L’intelligence artificielle : une voie offerte pour l’égalité de genre
L’IA représente l’avenir pour la gente féminine puisqu’elle leur permettra de s’assurer une place effective dans la société. Plus il y aura de femmes dans ce domaine, plus l’intelligence artificielle en tiendra compte et plus les résultats fournis par celle-ci seront réalistes et égalitaires. De plus, promouvoir la diversité permettra d’atteindre des résultats meilleurs en la matière, puisque ceux-ci tiendront compte de la réalité du terrain.

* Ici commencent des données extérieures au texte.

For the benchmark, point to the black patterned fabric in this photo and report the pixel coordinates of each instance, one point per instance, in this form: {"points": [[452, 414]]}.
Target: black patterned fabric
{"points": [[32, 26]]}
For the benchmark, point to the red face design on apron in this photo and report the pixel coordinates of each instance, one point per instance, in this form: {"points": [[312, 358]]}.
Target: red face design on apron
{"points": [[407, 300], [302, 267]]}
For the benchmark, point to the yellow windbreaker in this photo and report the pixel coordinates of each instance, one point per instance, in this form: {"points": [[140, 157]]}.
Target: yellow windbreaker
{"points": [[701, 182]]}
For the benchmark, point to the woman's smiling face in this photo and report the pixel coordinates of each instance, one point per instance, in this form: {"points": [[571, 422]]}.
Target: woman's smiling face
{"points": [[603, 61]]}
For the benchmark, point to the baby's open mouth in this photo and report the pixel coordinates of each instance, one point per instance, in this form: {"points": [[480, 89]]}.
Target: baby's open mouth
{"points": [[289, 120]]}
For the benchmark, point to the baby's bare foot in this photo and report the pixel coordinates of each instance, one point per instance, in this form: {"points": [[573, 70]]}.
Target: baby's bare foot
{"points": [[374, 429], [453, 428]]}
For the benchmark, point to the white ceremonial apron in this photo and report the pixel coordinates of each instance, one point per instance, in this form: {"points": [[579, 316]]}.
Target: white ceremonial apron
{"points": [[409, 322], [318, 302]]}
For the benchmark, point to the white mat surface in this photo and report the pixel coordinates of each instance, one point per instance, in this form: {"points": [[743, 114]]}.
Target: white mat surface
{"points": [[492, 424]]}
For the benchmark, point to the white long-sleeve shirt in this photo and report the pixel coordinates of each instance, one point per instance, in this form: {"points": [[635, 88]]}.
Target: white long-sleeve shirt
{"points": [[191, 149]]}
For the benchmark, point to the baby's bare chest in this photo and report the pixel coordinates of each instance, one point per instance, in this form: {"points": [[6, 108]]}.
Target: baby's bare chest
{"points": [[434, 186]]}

La multiplication des acteurs dans le domaine de l’IA ainsi que la formation des développeurs aux questions d’égalité permettraient de parvenir à cet idéal féminin. Certaines femmes influentes l’ont bien compris en attirant l’attention sur l’apprentissage de ces matières scientifiques mais pas que, à la jeunesse féminine pour une prise de conscience en amont ; mais aussi favorisent l’entreprenariat afin de faire valoir leur projet dans des secteurs allant de la technologie au marketing en passant par le juridique. Nombre d’entre elles se sont lancées dans la création de legal tech, terme issu de l’anglicisme, désignant la technologie juridique au service du droit et par ricochet aux internautes puisqu’elle met en évidence des algorithmes de génération documentaire ; dont l’avocate Alexandra Sabbe-Ferri fondatrice du programme mesindemnités.com. Cependant, force est de constater que le combat pour la légitimité au féminin perdure, et la journée des droits de la femme est là pour nous le rappeler.